En 2009, la métropole a adopté un règlement bannissant l’installation de tout nouvel appareil à combustible solide, à l’exception des appareils à granules dotés d’une certification environnementale. D’autres restrictions ont suivi. Et en 2021, on recensait deux fois moins de jours de smog à Montréal qu’à Québec, et les chercheurs pensent que cela découle en bonne partie des nouvelles règles.
Québec s’est aussi engagé à sévir en la matière, mais sa réglementation n’entrera pas en vigueur avant 2026.
Serait-il opportun de devancer le programme ? Le chercheur estime qu’il ne lui appartient pas de le dire. Quels types d’installations sont en cause exactement ? L’étude ne fournit pas de détails là-dessus, mais indique que les installations plus anciennes risquent d’être plus polluantes. « J’encouragerais les gens à s’informer auprès de la Ville pour le savoir, signale-t-il.
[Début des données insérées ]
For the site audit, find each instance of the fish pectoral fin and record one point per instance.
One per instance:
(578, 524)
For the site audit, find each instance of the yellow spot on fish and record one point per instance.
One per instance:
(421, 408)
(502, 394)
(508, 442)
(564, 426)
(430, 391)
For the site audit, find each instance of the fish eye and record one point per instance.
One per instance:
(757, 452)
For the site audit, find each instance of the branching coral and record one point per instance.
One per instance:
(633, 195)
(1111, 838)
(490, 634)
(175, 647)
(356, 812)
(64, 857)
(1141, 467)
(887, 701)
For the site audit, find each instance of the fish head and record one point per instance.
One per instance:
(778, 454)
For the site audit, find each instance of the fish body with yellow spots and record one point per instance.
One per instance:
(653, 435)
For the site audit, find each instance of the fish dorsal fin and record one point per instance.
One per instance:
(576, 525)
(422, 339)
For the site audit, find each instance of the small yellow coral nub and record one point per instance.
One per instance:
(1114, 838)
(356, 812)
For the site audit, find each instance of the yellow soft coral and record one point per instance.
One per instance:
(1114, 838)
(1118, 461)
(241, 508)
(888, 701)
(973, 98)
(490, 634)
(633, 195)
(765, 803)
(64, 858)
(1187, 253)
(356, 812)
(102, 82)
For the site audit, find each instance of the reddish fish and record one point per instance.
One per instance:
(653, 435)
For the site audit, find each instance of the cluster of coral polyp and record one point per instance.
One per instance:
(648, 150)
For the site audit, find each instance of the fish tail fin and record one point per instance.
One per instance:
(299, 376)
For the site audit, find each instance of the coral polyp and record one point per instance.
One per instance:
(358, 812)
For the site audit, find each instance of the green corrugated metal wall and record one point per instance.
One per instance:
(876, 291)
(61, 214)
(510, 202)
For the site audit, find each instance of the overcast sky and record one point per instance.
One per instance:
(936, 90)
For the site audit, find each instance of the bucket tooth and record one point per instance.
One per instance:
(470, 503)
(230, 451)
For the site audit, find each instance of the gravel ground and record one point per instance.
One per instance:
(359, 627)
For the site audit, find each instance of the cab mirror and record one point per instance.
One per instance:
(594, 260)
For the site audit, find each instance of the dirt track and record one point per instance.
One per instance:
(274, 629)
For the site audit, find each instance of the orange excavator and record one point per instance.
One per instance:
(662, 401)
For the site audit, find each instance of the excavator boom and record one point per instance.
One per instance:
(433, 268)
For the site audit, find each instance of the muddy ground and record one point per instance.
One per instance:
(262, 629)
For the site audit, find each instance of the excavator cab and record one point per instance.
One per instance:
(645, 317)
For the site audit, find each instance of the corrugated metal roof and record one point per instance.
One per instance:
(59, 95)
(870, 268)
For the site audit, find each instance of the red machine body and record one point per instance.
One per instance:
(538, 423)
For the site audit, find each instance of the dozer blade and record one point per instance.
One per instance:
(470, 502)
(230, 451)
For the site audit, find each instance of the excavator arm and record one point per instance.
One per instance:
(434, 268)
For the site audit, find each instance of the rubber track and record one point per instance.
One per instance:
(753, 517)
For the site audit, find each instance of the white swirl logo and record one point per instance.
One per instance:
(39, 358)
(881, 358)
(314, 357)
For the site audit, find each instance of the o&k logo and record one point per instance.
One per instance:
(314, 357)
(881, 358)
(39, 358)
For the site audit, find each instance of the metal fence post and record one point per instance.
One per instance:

Je leur conseillerais aussi de faire inspecter leur appareil et peut-être aussi d’avoir un horaire d’entretien périodique de leur cheminée. »
Un contaminant parmi d’autres
L’été, les épisodes de smog auraient d’autres responsables, tels le débit des autoroutes, les camions routiers et les activités ferroviaires, avance le rapport présenté cette semaine.
Car les particules fines cohabitent avec d’autres contaminants de l’air dans Limoilou, tels le nickel en provenance du port et le dioxyde d’azote issu de la circulation automobile sur les autoroutes aux alentours.
Serait-on préoccupé par ces particules fines si elles étaient les seules à nuire à la qualité de l’air de Limoilou ? Peut-être moins, concède M. Charland.
Par ailleurs, les particules fines ne se dispersent pas de la même façon dans le quartier que le nickel qu’on retrouve en plus grande concentration à l’Est, à proximité du port, mentionne-t-il. « C’est une source qui est pas mal diffuse. Donc, ça risque de toucher pas mal tout le quartier. »
Quant à savoir ce que les résidents de Limoilou peuvent faire pour s’en prémunir, l’auteur du rapport leur suggère de se garder informés. Notamment via le programme Info-Smog du ministère de l’Environnement. « Les gens de Limoilou sont très mobilisés », ajoute-t-il. Depuis l’an dernier, la plateforme citoyenne RevolvAIR permet de documenter la qualité de l’air grâce à 75 capteurs distribués aux quatre coins du quartier.
Une autre étude de la Direction régionale de la santé publique doit paraître à ce sujet au printemps.